Deep from the heart of Texas comes this major retrospective of a "telecaster titan best known as the co-founding member of the much-loved 'Commander Cody and his Lost Planet Airmen'.
The massive two-CD collection features a whopping 38 tracks and 2 hours and 20 minutes of music. It brings together Kirchen's three solo albums to celebrate the 21st Century leg of the singer/guitarist's long career which spans half a century.
The albums in question are 'Hammer of the Honky-Tonk Gods' (2006), 'Word to the Wise' (2010) and 'Seeds and Stems' (2013). In addition there are three bonus tracks from Transatlanticana, a 2016 project with long time collaborator and keyboardist Austin de Lone.
There are a handful of heartbreakers like Tell Me the Reason and Get a Little Goner (both co- written by his wife, Louise) but the main focus is on maintaining a feel good factor.
Kirchen's overall modus operandi is to keep things sweet, simple and upbeat.

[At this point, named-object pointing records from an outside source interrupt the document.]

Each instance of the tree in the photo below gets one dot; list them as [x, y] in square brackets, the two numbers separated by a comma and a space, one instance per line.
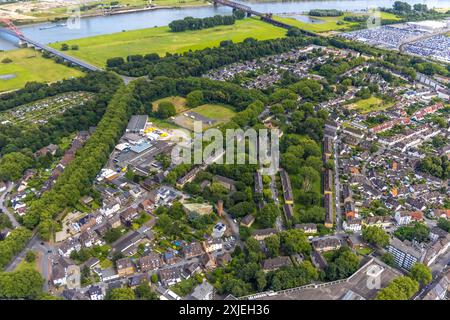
[144, 292]
[444, 224]
[388, 259]
[375, 236]
[401, 288]
[24, 284]
[418, 232]
[421, 273]
[13, 165]
[120, 294]
[273, 245]
[343, 264]
[295, 241]
[30, 256]
[112, 235]
[165, 110]
[194, 99]
[268, 215]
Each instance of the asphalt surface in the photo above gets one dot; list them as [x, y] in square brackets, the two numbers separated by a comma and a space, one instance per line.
[337, 187]
[9, 187]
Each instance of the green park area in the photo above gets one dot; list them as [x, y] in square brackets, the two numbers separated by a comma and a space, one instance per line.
[369, 105]
[98, 49]
[217, 112]
[28, 65]
[327, 24]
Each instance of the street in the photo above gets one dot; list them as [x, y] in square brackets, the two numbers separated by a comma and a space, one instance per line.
[337, 190]
[9, 187]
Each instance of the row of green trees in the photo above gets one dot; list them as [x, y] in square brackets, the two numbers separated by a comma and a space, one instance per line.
[13, 244]
[77, 178]
[190, 23]
[198, 62]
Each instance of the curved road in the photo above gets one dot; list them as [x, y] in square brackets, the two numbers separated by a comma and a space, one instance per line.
[9, 187]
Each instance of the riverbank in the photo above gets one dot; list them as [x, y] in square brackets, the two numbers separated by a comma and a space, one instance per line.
[96, 50]
[57, 17]
[28, 65]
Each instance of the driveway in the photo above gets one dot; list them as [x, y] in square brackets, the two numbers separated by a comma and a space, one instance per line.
[9, 187]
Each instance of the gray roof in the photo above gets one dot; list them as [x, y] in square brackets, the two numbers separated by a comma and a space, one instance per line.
[137, 123]
[202, 290]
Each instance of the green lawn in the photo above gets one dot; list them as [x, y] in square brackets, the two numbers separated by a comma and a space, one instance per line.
[330, 23]
[369, 105]
[364, 251]
[178, 102]
[216, 112]
[28, 65]
[97, 50]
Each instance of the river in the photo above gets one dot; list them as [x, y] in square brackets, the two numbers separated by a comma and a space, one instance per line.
[92, 26]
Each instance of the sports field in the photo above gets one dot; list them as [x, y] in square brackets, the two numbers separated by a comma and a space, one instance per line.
[97, 50]
[217, 112]
[211, 115]
[329, 23]
[28, 65]
[178, 102]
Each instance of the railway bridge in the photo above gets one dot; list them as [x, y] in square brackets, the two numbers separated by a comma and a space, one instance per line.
[12, 30]
[266, 17]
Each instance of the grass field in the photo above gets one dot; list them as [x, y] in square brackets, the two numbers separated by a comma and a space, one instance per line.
[28, 65]
[219, 114]
[97, 50]
[369, 105]
[178, 102]
[216, 112]
[330, 23]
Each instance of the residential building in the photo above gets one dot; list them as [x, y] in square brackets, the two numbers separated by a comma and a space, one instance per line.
[287, 189]
[353, 225]
[402, 218]
[405, 254]
[191, 250]
[204, 291]
[308, 228]
[124, 267]
[150, 262]
[261, 234]
[275, 263]
[326, 244]
[170, 276]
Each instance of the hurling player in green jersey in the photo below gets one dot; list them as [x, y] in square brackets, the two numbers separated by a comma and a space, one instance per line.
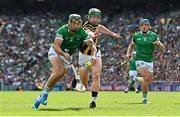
[69, 38]
[145, 41]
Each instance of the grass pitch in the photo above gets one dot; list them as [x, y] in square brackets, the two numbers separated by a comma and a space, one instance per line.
[77, 104]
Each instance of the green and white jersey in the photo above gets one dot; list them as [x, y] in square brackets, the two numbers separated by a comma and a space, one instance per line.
[144, 45]
[71, 41]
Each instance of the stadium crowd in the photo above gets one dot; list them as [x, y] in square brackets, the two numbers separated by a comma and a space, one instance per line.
[25, 40]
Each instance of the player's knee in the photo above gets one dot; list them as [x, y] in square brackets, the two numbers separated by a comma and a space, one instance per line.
[59, 74]
[96, 75]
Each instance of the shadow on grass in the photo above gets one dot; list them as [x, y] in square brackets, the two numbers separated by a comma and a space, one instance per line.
[62, 109]
[130, 103]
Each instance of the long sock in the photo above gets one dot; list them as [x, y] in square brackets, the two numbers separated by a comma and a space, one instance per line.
[144, 95]
[94, 96]
[46, 90]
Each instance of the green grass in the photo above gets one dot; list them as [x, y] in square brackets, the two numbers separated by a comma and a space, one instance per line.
[77, 104]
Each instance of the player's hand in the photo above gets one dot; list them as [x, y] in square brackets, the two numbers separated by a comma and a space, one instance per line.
[157, 43]
[128, 56]
[67, 56]
[93, 60]
[116, 35]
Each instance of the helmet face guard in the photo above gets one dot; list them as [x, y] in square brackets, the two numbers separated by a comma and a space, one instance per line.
[94, 12]
[73, 17]
[144, 21]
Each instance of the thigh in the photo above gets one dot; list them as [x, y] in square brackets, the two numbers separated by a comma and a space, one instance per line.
[97, 67]
[57, 64]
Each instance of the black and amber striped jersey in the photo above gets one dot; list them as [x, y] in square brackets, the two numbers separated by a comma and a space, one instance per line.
[94, 28]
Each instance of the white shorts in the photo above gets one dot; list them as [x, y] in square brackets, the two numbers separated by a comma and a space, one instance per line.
[148, 65]
[52, 53]
[132, 73]
[84, 59]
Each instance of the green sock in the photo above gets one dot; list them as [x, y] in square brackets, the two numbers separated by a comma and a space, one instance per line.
[46, 90]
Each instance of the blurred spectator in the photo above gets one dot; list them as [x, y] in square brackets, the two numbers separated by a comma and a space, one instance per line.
[25, 41]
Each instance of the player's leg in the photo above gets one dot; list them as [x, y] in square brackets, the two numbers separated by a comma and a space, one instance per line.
[84, 68]
[58, 72]
[84, 76]
[128, 86]
[146, 71]
[96, 72]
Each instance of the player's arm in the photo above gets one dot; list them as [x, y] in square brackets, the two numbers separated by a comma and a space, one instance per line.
[159, 44]
[104, 30]
[57, 44]
[93, 48]
[130, 50]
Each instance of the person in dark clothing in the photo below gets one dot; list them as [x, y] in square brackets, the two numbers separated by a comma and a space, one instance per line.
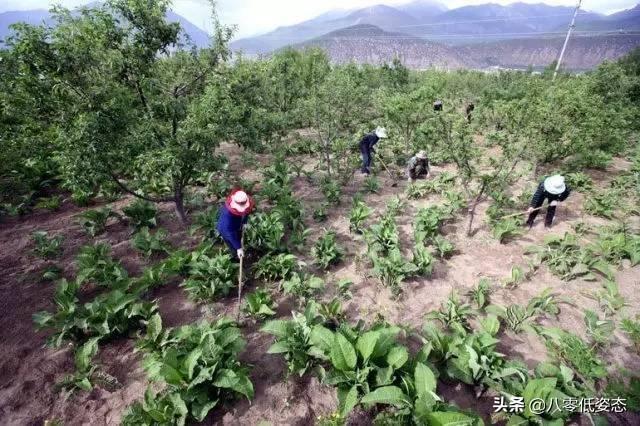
[552, 189]
[468, 110]
[366, 147]
[417, 166]
[234, 215]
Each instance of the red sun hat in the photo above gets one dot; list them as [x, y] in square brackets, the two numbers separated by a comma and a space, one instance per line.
[239, 203]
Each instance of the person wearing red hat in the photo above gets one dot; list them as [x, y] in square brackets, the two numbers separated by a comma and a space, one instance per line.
[233, 216]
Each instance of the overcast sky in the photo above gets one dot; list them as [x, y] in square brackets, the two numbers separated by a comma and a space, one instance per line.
[258, 16]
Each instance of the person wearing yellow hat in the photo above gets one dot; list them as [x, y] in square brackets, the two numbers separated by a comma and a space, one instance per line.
[418, 166]
[553, 189]
[234, 215]
[366, 147]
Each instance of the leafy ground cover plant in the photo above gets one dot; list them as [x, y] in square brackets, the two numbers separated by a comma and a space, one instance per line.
[96, 265]
[371, 184]
[293, 340]
[52, 203]
[109, 314]
[275, 267]
[259, 305]
[266, 233]
[320, 214]
[480, 293]
[210, 276]
[47, 247]
[567, 260]
[200, 366]
[392, 269]
[603, 204]
[141, 213]
[632, 328]
[303, 287]
[443, 247]
[359, 213]
[147, 243]
[326, 251]
[94, 222]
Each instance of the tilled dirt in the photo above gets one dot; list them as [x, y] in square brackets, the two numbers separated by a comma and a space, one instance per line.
[29, 396]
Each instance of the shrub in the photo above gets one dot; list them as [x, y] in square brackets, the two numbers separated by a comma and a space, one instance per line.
[45, 246]
[326, 251]
[210, 276]
[275, 267]
[200, 366]
[96, 265]
[259, 305]
[358, 214]
[141, 213]
[148, 243]
[94, 222]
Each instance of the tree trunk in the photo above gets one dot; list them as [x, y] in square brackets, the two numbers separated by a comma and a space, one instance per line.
[179, 202]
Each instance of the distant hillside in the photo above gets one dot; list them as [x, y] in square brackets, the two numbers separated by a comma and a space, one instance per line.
[372, 45]
[37, 16]
[583, 52]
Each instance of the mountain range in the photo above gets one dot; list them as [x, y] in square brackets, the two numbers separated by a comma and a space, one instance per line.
[426, 33]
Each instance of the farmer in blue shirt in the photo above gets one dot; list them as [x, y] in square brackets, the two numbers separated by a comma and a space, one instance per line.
[366, 147]
[233, 216]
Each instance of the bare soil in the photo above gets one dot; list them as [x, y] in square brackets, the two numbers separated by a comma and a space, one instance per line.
[29, 396]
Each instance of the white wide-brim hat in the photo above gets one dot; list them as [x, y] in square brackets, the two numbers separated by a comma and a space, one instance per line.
[240, 201]
[555, 185]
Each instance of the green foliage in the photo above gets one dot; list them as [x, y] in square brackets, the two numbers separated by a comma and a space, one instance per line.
[480, 293]
[303, 287]
[320, 214]
[45, 246]
[199, 364]
[294, 341]
[52, 203]
[141, 214]
[573, 350]
[392, 269]
[371, 184]
[579, 181]
[259, 305]
[326, 251]
[423, 260]
[358, 214]
[266, 233]
[275, 267]
[506, 229]
[210, 276]
[443, 247]
[108, 315]
[567, 260]
[453, 314]
[632, 328]
[331, 191]
[148, 243]
[599, 331]
[94, 222]
[95, 265]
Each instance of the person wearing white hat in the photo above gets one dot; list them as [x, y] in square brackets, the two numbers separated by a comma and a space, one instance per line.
[555, 190]
[366, 147]
[233, 216]
[417, 166]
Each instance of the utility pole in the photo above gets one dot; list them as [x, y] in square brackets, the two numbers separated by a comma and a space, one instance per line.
[566, 40]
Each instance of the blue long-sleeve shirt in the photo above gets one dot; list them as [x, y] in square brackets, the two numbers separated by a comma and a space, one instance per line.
[230, 226]
[368, 142]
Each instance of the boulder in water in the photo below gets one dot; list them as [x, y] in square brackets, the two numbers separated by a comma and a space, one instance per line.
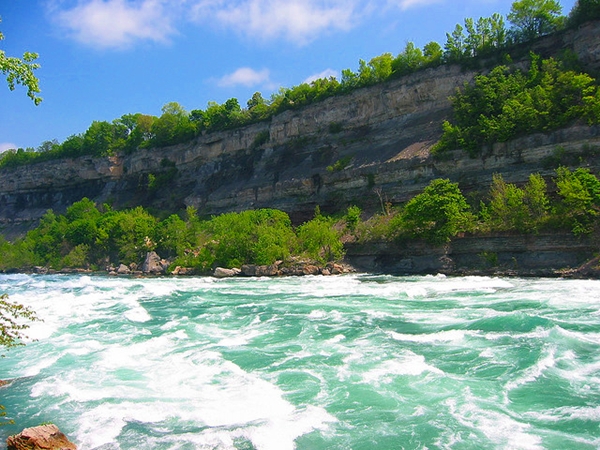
[44, 437]
[153, 264]
[221, 272]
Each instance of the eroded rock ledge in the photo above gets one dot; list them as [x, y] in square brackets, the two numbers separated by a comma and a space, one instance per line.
[43, 437]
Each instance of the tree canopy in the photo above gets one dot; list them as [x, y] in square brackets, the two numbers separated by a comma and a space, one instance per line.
[20, 71]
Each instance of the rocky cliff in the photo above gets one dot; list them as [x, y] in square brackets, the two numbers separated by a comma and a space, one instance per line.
[363, 148]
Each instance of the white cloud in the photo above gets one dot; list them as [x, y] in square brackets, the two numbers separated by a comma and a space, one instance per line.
[325, 74]
[6, 146]
[116, 23]
[246, 76]
[299, 21]
[406, 4]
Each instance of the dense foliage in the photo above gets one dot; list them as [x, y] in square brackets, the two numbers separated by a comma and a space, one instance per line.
[509, 102]
[482, 37]
[89, 237]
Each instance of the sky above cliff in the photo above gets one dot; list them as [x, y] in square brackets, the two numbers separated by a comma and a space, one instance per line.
[102, 59]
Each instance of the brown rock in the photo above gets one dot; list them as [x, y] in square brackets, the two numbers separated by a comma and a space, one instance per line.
[153, 264]
[309, 269]
[183, 271]
[44, 437]
[221, 272]
[123, 270]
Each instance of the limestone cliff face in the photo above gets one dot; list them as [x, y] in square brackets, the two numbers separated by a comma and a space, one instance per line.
[381, 133]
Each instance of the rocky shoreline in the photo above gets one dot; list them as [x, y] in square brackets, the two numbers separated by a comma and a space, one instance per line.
[588, 270]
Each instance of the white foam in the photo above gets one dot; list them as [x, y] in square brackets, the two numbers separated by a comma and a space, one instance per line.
[502, 430]
[138, 314]
[409, 364]
[453, 336]
[534, 372]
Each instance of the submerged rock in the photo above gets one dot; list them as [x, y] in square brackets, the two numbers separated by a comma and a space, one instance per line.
[44, 437]
[221, 272]
[183, 271]
[153, 264]
[123, 270]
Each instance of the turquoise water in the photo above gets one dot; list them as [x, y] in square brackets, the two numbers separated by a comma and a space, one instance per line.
[345, 362]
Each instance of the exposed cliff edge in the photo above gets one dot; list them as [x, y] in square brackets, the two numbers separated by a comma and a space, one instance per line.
[382, 134]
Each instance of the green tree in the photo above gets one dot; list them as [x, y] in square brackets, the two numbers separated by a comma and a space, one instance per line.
[438, 213]
[319, 239]
[580, 199]
[512, 208]
[433, 53]
[21, 71]
[454, 49]
[533, 18]
[410, 60]
[14, 319]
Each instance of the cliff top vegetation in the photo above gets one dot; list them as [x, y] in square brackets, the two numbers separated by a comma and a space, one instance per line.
[485, 39]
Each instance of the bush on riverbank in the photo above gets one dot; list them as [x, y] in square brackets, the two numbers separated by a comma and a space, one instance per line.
[87, 236]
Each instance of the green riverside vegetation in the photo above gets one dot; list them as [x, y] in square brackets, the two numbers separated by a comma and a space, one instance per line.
[480, 41]
[90, 237]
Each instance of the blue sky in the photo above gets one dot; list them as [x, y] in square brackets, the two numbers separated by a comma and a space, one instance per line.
[104, 58]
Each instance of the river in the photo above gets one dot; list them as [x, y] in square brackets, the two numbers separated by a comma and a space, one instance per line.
[342, 362]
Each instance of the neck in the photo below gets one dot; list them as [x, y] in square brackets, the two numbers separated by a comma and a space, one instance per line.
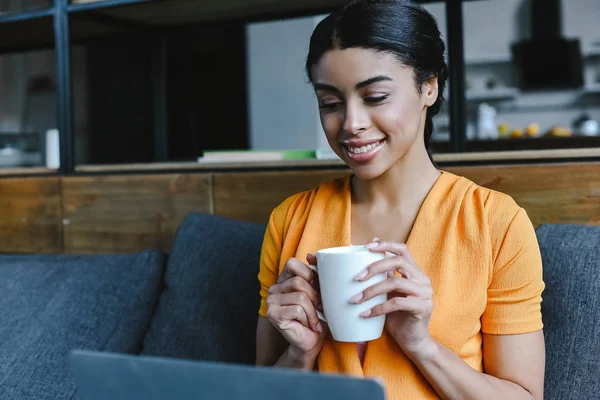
[406, 183]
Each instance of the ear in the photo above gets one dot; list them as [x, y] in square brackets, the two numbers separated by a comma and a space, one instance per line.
[430, 91]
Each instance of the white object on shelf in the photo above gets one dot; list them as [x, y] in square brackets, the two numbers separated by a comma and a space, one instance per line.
[52, 149]
[326, 153]
[493, 94]
[486, 122]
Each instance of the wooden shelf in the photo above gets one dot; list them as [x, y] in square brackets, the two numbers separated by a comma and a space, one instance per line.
[449, 158]
[7, 172]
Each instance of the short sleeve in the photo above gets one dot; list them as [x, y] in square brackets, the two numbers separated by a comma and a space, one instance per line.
[269, 262]
[514, 293]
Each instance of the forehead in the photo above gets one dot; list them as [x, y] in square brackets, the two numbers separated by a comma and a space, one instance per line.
[354, 65]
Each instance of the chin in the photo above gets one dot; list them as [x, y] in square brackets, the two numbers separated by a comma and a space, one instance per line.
[368, 172]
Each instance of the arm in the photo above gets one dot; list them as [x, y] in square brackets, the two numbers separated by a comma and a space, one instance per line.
[273, 350]
[514, 363]
[514, 366]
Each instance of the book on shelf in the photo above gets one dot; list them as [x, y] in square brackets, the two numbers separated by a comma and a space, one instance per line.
[224, 156]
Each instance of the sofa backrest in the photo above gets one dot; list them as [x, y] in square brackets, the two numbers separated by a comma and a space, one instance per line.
[571, 310]
[209, 306]
[50, 305]
[215, 261]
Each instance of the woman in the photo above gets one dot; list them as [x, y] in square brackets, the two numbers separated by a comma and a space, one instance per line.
[464, 288]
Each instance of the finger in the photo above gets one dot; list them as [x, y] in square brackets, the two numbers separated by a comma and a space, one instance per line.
[301, 299]
[294, 267]
[392, 264]
[418, 308]
[281, 315]
[392, 247]
[394, 285]
[311, 259]
[296, 284]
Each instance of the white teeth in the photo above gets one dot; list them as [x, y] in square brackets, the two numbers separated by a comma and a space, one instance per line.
[363, 149]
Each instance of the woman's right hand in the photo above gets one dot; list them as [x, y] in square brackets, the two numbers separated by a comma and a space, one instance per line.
[292, 304]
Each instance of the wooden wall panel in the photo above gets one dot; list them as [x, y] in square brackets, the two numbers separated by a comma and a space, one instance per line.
[560, 193]
[30, 215]
[251, 196]
[127, 213]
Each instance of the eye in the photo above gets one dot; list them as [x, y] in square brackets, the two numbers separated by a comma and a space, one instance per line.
[376, 99]
[329, 104]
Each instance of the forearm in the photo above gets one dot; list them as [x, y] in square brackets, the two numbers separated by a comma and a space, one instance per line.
[452, 378]
[296, 359]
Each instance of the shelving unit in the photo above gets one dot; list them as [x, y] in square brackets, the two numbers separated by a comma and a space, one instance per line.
[65, 24]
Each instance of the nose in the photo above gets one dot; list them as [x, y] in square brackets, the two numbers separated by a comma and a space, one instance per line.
[356, 119]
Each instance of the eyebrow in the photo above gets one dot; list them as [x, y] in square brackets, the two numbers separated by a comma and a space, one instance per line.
[360, 85]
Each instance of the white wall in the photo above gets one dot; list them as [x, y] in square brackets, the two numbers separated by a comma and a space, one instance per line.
[283, 112]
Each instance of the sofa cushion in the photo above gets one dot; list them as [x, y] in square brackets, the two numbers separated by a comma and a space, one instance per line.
[50, 305]
[209, 305]
[571, 310]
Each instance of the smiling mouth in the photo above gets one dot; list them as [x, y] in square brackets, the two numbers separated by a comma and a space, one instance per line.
[363, 153]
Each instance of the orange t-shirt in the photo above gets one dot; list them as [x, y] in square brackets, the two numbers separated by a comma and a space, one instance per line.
[477, 246]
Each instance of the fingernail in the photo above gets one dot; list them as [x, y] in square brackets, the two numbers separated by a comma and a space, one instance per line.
[362, 275]
[356, 299]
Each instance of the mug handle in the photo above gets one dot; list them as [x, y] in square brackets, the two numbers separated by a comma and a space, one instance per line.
[319, 313]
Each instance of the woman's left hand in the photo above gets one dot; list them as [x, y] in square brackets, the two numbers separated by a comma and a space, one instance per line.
[409, 303]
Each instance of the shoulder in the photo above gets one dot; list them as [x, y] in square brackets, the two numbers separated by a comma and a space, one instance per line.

This is the abiding message behindWord To the Wise, a light-hearted duet with the late Dan Hicks.
This sunny side up mood holds true even on Shelly's Winter Love where the singer resigns himself to the seasonal nature of a love affair ("till Springtime comes again"). On this song, the vocals are shared with Brits Nick Lowe and Paul Carrick. It is collaborations like this that add to the variety and wider interest of the collection.
Maria Muldaur appears on Ain't Got Time For The Blues and Husbands And Wives features a duet with female vocalist Chris O’Connell, formerly a backing singer with 'Asleep at the Wheel'.
On Open Range we hear another veteran country artist, California's Blackie Farrell while on Valley Of The Moon his guest is Norton Buffalo who was part of Commander Cody's farewell tour in 1976.
For I Don't Work That Cheap Kirchen teams up with Commander Cody himself (aka George Frayne). This is a prime example of the sound Kirchen has dubbed “dieselbilly” a mix of trucker-friendly driving songs with rockabilly.
But this original genre is only one feather to his cowboy hat. The wide range of styles he pays homage to include western swing, honky-tonk, jump blues, jazz and boogie-woogie. He even tries his hand at a couple of Dylan songs, It Takes A Lot To Laugh, It Takes A Train To Cryand The Times They Are A Changing.
His own If It's Really Got To Be This Way could pass for an Elvis Costello song and Costello appears in person for an electric rocker Man In The Bottom Of The Well. Rock is not Kirchen's forte, however. As he freely admits: “I was more interested in sounding like Doc Watson than Eric Clapton.”.
It would be tempting to view this enjoyable collection as a celebration of an artist ready to hang up his spurs but Kirchen insists “I've got more stuff in the works” so, God-willing, there's more where this came from.